The core PM drive to maximize value for the largest addressable market (TAM) inherently leads to excluding edge cases and marginalized users, which is the root cause of bias and irresponsibility in AI systems.
Shift the view of AI from a singular product launch to a continuous process encompassing use case selection, training, deployment, and decommissioning. This broader aperture creates multiple intervention points to embed responsibility and mitigate harm throughout the lifecycle.

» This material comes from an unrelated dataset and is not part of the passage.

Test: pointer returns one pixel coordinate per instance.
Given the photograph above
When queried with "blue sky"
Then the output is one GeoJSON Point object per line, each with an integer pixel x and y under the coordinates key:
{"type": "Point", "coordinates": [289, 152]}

When faced with an ethically questionable directive, refusing outright can be career-limiting. A more effective strategy is to research and propose an alternative product that solves the same underlying business problem in a more responsible way, thereby redirecting the conversation.
To manage risks from 'shadow IT' or third-party AI tools, product managers must influence the procurement process. Embed accountability by contractually requiring vendors to answer specific questions about training data, success metrics, update cadence, and decommissioning plans.
Instead of treating a complex AI system like an LLM as a single black box, build it in a componentized way by separating functions like retrieval, analysis, and output. This allows for isolated testing of each part, limiting the surface area for bias and simplifying debugging.
When working in complex organizations like the UN or federal government, don't try to master their internal language. Instead, find and partner with internal experts who can translate your goals into the organization's native operating system to achieve impact.
The Data Nutrition Project discovered that the act of preparing a 'nutrition label' forces data creators to scrutinize their own methods. This anticipatory accountability leads them to make better decisions and improve the dataset's quality, not just document its existing flaws.